Estudiar es caro. Sé que hay mucha gente que ya se costeó sus primeros estudios, pero lo habitual es que los padres se encarguen de financiarlo casi en su totalidad. Cuando te pones a estudiar una vez emancipado, los gastos corren de tu cuenta, así que “te duele” más y tratas de rentabilizar al máximo la inversión. De ahí ese empeño porque tus calificaciones sean satifactorias.

Hábito

Dicen que a cierta edad y, sobre todo, si no lo ejercitas con regularidad, se pierde el hábito de estudio. Hemos oído muchas veces eso de “¡cómo me voy a poner a estudiar con mi edad!” a modo de disculpa para eludir coger de nuevo los libros. ¡Pues no! Me niego a creer que esto es cierto. Puede ser que la falta de tiempo de la que hablaba antes no te permita organizarte o rentabilizar tus horas de estudio como cuando eras joven y no tenías otra cosa que hacer, pero el hábito de estudio es como andar en bicicleta, un par de pedaladas y ahí estás de nuevo, a pleno rendimiento.

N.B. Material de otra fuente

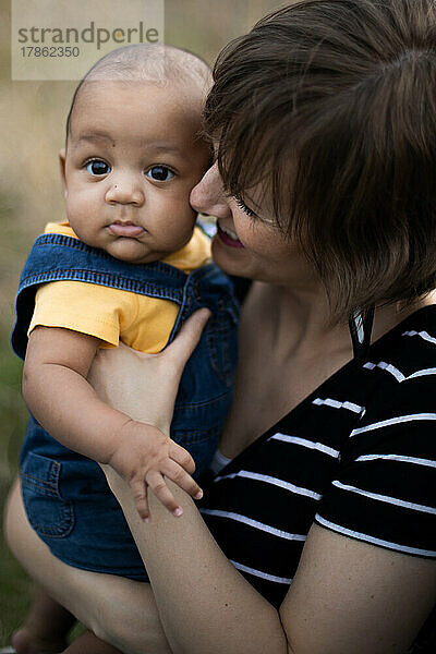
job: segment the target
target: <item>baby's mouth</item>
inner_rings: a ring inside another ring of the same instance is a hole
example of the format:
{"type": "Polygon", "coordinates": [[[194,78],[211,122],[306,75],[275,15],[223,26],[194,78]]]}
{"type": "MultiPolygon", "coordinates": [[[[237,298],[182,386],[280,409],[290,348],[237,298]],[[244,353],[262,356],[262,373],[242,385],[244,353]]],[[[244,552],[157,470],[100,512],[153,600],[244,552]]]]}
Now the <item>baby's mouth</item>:
{"type": "Polygon", "coordinates": [[[125,237],[128,239],[140,237],[145,232],[145,229],[143,227],[140,227],[138,225],[134,225],[133,222],[121,221],[112,222],[111,225],[109,225],[108,229],[116,237],[125,237]]]}

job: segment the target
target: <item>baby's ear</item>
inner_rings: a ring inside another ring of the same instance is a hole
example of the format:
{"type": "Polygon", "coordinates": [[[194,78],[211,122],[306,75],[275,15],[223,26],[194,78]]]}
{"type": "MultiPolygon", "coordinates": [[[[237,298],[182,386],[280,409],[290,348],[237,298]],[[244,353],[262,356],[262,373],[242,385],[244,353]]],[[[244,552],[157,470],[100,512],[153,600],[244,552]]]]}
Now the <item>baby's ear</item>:
{"type": "Polygon", "coordinates": [[[59,168],[60,168],[60,171],[61,171],[62,187],[63,187],[63,191],[64,191],[64,193],[66,195],[65,156],[66,156],[66,152],[65,152],[65,148],[63,147],[59,152],[59,168]]]}

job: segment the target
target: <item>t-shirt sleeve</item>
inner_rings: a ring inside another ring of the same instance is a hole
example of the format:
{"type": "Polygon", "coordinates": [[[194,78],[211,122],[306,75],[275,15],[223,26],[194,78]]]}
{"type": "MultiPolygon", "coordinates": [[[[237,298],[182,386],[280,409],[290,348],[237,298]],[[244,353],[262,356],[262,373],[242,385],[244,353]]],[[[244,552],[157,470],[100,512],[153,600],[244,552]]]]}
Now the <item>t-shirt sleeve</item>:
{"type": "Polygon", "coordinates": [[[119,343],[122,326],[137,314],[131,293],[83,281],[55,281],[41,284],[28,334],[37,327],[62,327],[87,334],[108,346],[119,343]]]}
{"type": "Polygon", "coordinates": [[[392,379],[390,392],[368,403],[315,522],[380,547],[436,557],[435,373],[392,379]]]}

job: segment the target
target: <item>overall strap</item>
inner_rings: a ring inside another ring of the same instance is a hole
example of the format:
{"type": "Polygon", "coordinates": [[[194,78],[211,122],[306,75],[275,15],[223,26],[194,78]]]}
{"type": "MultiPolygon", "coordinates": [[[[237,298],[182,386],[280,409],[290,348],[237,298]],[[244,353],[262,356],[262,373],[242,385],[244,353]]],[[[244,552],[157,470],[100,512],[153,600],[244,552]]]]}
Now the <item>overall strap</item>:
{"type": "Polygon", "coordinates": [[[170,300],[182,306],[187,278],[183,270],[162,262],[130,264],[72,237],[43,234],[35,241],[20,279],[12,348],[24,359],[35,294],[41,283],[84,281],[170,300]]]}

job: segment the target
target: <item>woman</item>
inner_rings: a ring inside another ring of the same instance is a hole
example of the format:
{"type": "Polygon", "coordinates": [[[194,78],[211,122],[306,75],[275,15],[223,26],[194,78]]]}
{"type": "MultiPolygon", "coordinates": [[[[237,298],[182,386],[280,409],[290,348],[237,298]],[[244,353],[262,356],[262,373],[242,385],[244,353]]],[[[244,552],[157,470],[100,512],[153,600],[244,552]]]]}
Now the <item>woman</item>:
{"type": "MultiPolygon", "coordinates": [[[[231,461],[202,513],[169,483],[184,516],[150,496],[149,524],[107,471],[152,585],[63,566],[10,500],[17,558],[120,650],[403,653],[429,614],[435,35],[433,0],[312,0],[221,53],[217,162],[191,199],[218,218],[218,265],[254,280],[231,461]]],[[[105,353],[94,386],[167,432],[203,324],[159,355],[105,353]]]]}

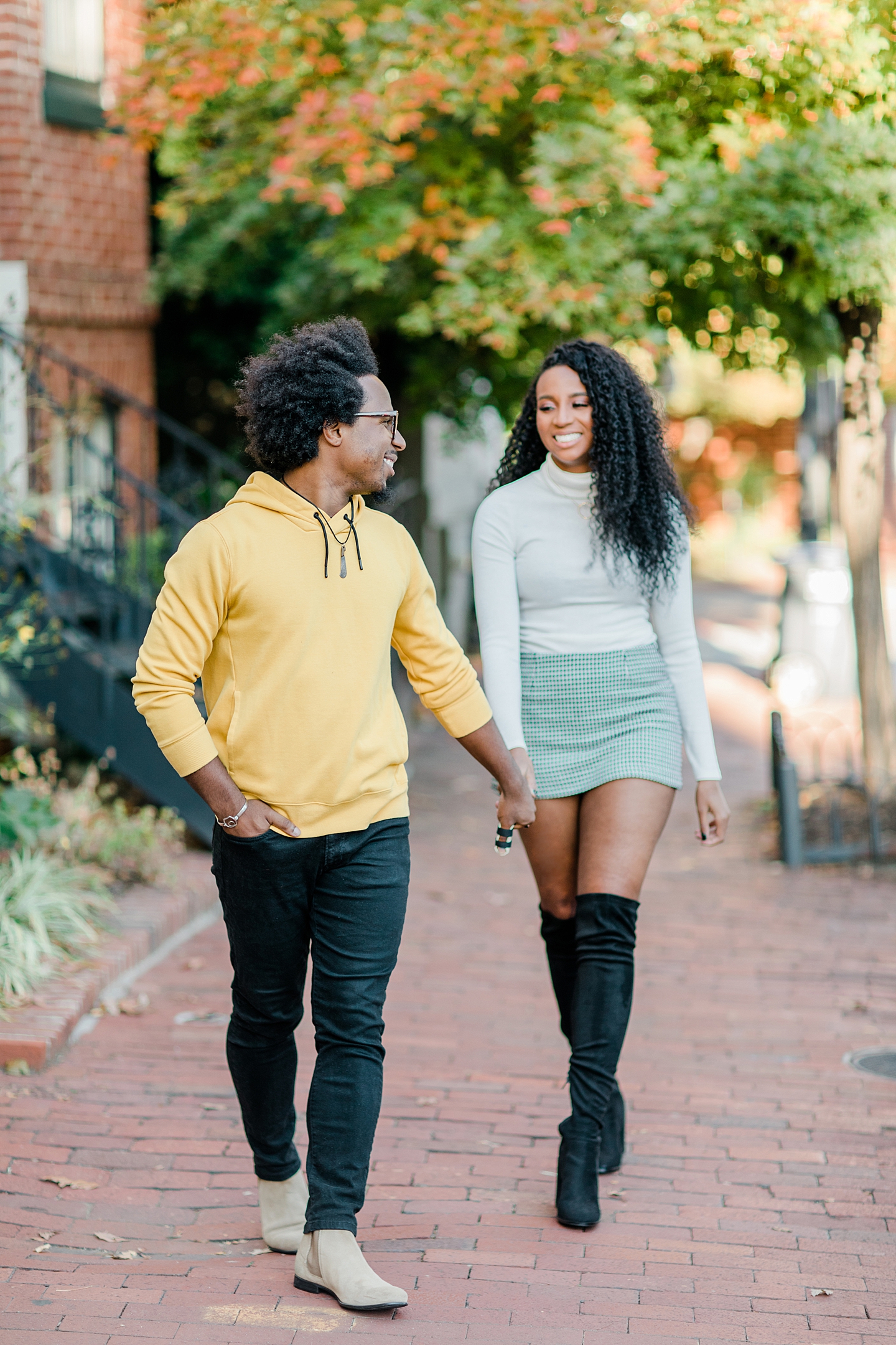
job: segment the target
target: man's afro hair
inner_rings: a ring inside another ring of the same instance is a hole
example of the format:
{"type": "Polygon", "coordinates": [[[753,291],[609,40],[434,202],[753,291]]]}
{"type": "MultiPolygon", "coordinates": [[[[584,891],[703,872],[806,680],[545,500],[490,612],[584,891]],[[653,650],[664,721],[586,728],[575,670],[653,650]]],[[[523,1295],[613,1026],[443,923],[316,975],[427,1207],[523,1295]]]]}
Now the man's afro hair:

O al menos esa ha sido mi experiencia. Supongo que también habrá que tener en cuenta tu disposición. Si nunca te gustó estudiar, si nunca supiste cómo hacerlo, si nunca llegaste a desarrollar unas técnicas de estudio satisfactorias, ahora de “mayor” no las vas a adquirir por arte de magia. De hecho, probablemente, lo último que te apetecerá es revivir tu etapa de estudiante.

Pero si disfrutaste la primera vez de ello, ten por seguro que ahora volverás a hacerlo y con unos resultados más que aceptables.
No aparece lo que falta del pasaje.